Antes de se mudar, no início de 2018, a arquiteta precisou fazer algumas alterações no imóvel, em especial na área de jantar. O antigo proprietário tinha dois apartamentos unidos no mesmo andar, então só havia uma cozinha oficial. Quando o imóvel foi dividido novamente, a cozinha ficou com o vizinho e foi feita uma copa provisória na área de serviço de Joana. Então inevitavelmente seria necessário recriar a cozinha original. “Foi quando eu desenvolvi o novo projeto para um ambiente amplo, agregador e integrado à sala. Adoro cozinhar, receber amigos, e quanto mais pessoas, melhor”, ela diz. Após o quebra-quebra, o pilar que não pôde ser removido ganhou uma pintura feita especialmente para Joana pelo proprietário, que é publicitário e artista plástico.

Além dessa reforma, a moradora também instalou luminárias novas em alguns pontos do apartamento, incluindo a sala. O modelo com trilhos expostos foi inventado por ela com a ajuda de amigos – um trabalho tipo mutirão com diversas pessoas para construir a peça. “Aqui é uma casa cheia de amigos que fazem parte da história”, fala. Outra mudança importante foi a criação da bancada de trabalho, já que Joana não queria ter um escritório isolado. “Na casa antiga, o home office era em um quarto, mas quartos para mim servem para dormir. O que mais valorizo era estar nos espaços sociais. O lugar de estudo, reuniões e encontros sempre foi na sala e em nosso trabalho procuramos projetar ambientes que reforcem a convivência.
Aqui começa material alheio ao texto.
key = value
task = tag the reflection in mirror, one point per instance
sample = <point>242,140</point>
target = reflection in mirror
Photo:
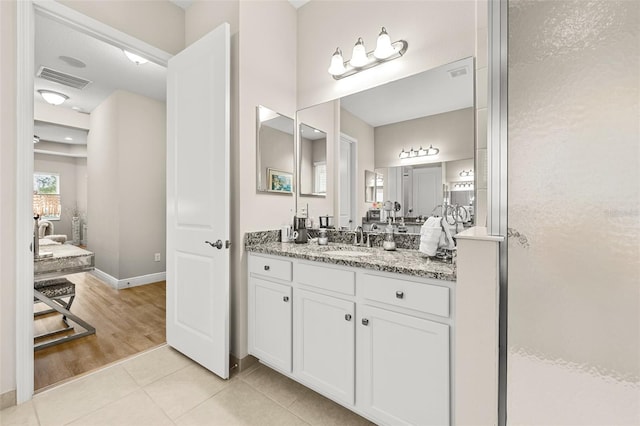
<point>373,187</point>
<point>313,161</point>
<point>275,160</point>
<point>399,122</point>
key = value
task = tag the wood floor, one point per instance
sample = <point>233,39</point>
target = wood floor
<point>127,322</point>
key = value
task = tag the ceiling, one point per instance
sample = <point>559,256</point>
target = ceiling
<point>428,93</point>
<point>105,66</point>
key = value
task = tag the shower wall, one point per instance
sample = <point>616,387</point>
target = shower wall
<point>574,213</point>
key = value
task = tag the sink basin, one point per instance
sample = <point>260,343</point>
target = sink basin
<point>348,253</point>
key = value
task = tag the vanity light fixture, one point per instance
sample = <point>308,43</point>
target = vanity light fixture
<point>362,60</point>
<point>53,98</point>
<point>136,59</point>
<point>464,185</point>
<point>431,151</point>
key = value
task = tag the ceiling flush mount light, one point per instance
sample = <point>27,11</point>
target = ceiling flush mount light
<point>54,98</point>
<point>362,60</point>
<point>136,59</point>
<point>412,153</point>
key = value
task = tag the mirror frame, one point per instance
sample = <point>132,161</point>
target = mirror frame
<point>260,188</point>
<point>474,107</point>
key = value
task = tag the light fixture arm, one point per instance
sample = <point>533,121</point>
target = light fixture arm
<point>400,47</point>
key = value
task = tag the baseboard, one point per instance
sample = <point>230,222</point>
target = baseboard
<point>8,399</point>
<point>129,282</point>
<point>237,365</point>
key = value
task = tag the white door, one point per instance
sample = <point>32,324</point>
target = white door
<point>427,190</point>
<point>403,368</point>
<point>324,354</point>
<point>198,201</point>
<point>346,178</point>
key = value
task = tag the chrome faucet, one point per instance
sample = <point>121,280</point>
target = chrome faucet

Então acho que acabou ficando coerente nosso escritório estar integrado com o restante”, explica.

Joana diz que trabalhar em casa tem seus prós e contras, porém a flexibilidade de horários vale qualquer esforço. Para ela, que tem duas cachorras e viaja bastante, faz toda diferença poder sair para passear com as mascotes durante a tarde ou simplesmente levar o computador para a casa de sua família em Ilhabela e trabalhar por lá. Fora que assim ela pode reduzir custos por não precisar arcar com aluguel e contas de um espaço comercial.

A decoração do apartamento tem muita brasilidade. Não só pela rede de balanço ou pelas plantas que ocupam a sala, mas também pelos itens de artesanato popular, a mesa de jantar com ar caipira e as obras de arte que a moradora tanto ama. São peças escolhidas mais pelo sentimento do que pela necessidade de combinarem entre si: a rede remete à sua vida em Ilhabela, ou às sonecas que seu pai sempre tira quando a visita; o quadro na cozinha, pintado pela sócia Kris, é uma porta encontrada em uma caçamba; a cabeceira da cama do quarto de hóspedes era de seu berço e foi desenhada por seu pai e por aí vai.

Joana acredita que existem diversas maneiras de tornar um espaço acolhedor, alegre, receptivo e vivo – um verdadeiro lar. “Precisamos ter lugares e móveis que atraiam a permanência das pessoas, pois é assim que a vida acontece na casa, com a troca de conhecimentos e energias…”, fala. Por isso ela fez questão de usar peças que trazem cor e alegria, além dessa sensação de receptividade. “Este cuidado com cada detalhe, e principalmente com a vida dos seres que ali habitam, como as plantas e os animas de estimação, transformam a casa em um lar, e dessa maneira você se sente mais vivo do que nunca”, completa. E essa mudança realmente marca um novo ciclo de vida.

“A cada mudança de endereço, sempre procuramos nos encontrar em um lar, seja lá onde for. Sinto que estou em um lar quando o espaço me faz sentir protegida, acolhida, feliz e em paz. E isso acontece quando estamos cercados de coisas importantes para nós: memórias que vêm de objetos ou móveis; minhas cachorras; amigos e família; natureza, mesmo que manifestada em pequenos vasos. O mais sutil e especial é quando o lar deixa de ser a casa como espaço físico e entra na nossa alma. A partir daí, acredito ser possível levar nosso lar para qualquer lugar e transformá-lo. Como neste trecho do livro Venenos de Deus, Remédios do Diabo, de Mia Couto: ‘Depois de tantos anos, deixamos de viver na casa e passamos a ser a casa onde vivemos’”.